Del Amo développe un style ne mettant aucun gant pour plonger le lecteur dans la violence, l’âpreté du monde, la noirceur des sentiments qui l’habitent et, semble-t-il, l’apathie de ceux qui, confrontés à ces puissances destructrices, ne montrent que peu de velléité et de volonté à s’extraire de cette brutalité, négation même de leur personne !

Jean-Baptiste Del Amo nous avait déjà montré cette furie avec « Règne animal », livre décrivant la violence bouseuse, merdique qui s’abattait sur un monde rural n’arrivant plus à vivre dignement du fruit de son labeur. Comme on était loin alors de la nature champêtre du brave laboureur ou du semeur au geste auguste qui, à midi, s’arrêtaient et ôtaient le chapeau pour prier l’Angelus avant de casser la croûte avec un bout de fromage , de saucisson et une franche goulée de vin du pays !
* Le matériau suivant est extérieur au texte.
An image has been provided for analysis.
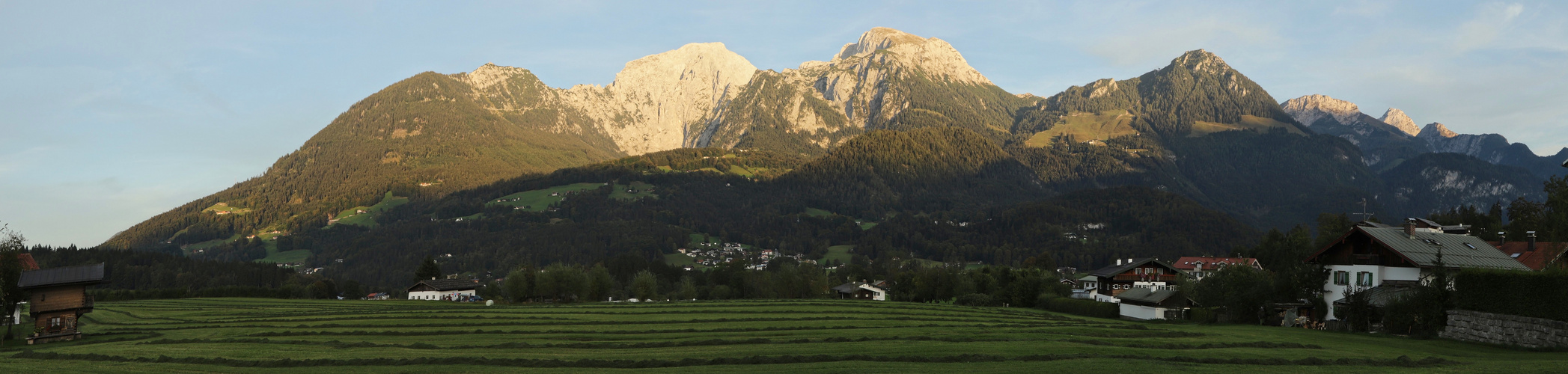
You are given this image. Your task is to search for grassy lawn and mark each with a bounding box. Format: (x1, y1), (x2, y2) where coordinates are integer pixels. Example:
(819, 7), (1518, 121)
(0, 299), (1568, 373)
(326, 191), (408, 227)
(488, 183), (604, 211)
(819, 245), (855, 263)
(1024, 109), (1138, 147)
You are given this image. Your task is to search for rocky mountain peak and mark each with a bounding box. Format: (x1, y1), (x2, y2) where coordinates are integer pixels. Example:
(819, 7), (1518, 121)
(1084, 79), (1117, 99)
(832, 27), (927, 59)
(1419, 122), (1459, 138)
(828, 27), (991, 85)
(457, 63), (528, 89)
(1379, 108), (1421, 136)
(1285, 94), (1361, 126)
(1170, 49), (1231, 73)
(610, 42), (757, 91)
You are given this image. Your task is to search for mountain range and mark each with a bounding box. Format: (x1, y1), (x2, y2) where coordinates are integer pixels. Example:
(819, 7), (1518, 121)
(103, 28), (1568, 274)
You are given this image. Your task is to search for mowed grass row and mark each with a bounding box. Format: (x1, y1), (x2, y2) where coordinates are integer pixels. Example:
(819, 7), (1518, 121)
(0, 299), (1568, 373)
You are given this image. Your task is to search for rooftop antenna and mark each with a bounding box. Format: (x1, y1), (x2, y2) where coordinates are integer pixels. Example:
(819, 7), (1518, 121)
(1350, 197), (1372, 222)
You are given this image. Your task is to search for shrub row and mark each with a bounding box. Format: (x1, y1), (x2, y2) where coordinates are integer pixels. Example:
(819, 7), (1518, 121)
(1040, 297), (1121, 318)
(1453, 269), (1568, 321)
(1067, 340), (1323, 349)
(13, 349), (1455, 370)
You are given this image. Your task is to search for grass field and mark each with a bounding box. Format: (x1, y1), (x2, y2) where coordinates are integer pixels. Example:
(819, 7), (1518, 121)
(1187, 116), (1306, 138)
(820, 245), (855, 263)
(326, 191), (408, 227)
(489, 183), (604, 211)
(0, 299), (1568, 374)
(1024, 109), (1138, 147)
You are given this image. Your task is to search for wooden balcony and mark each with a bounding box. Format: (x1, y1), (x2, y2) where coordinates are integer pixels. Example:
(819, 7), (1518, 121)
(28, 295), (93, 318)
(1113, 274), (1176, 282)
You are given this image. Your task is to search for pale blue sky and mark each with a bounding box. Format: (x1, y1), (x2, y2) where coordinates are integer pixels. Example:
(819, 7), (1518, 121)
(0, 0), (1568, 245)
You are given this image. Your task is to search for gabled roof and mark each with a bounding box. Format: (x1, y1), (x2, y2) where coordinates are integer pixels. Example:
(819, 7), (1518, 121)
(1361, 227), (1531, 271)
(1088, 257), (1176, 278)
(16, 254), (37, 271)
(1498, 241), (1568, 271)
(408, 278), (480, 291)
(1334, 282), (1416, 307)
(1117, 286), (1177, 304)
(832, 282), (886, 294)
(16, 263), (103, 288)
(1171, 257), (1262, 271)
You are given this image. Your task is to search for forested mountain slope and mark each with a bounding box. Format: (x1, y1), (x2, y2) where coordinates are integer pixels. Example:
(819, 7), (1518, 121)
(103, 28), (1568, 249)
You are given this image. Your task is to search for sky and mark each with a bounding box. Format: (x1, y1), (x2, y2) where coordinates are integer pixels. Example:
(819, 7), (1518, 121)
(0, 0), (1568, 245)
Ici, la violence de la nature, celle de l’environnement comme celle de l’homme, est rude, toujours présente même si larvée. ‘Elle’ et le fils ne peuvent vivre que sur le qui vive ou l’abandon à l’horreur. Et malgré cette violence omniprésente, difficile à digérer, le lecteur suit l’auteur là où il nous entraîne tant sa plume est efficace, précise, évocatrice.

Hors de toute violence mais dans une recherche d’y échapper, ne fusse qu’un moment, je vous laisse découvrir une scène quasi cinématographique, montrant la puissance d’évocation de Jean-Baptiste Del Amo.

« Dans la salle de bains, elle ouvre le débit du pommeau de douche, se ravise, ferme la bonde de la baignoire et tourne le robinet pour couvrir le bavardage lointain des hommes.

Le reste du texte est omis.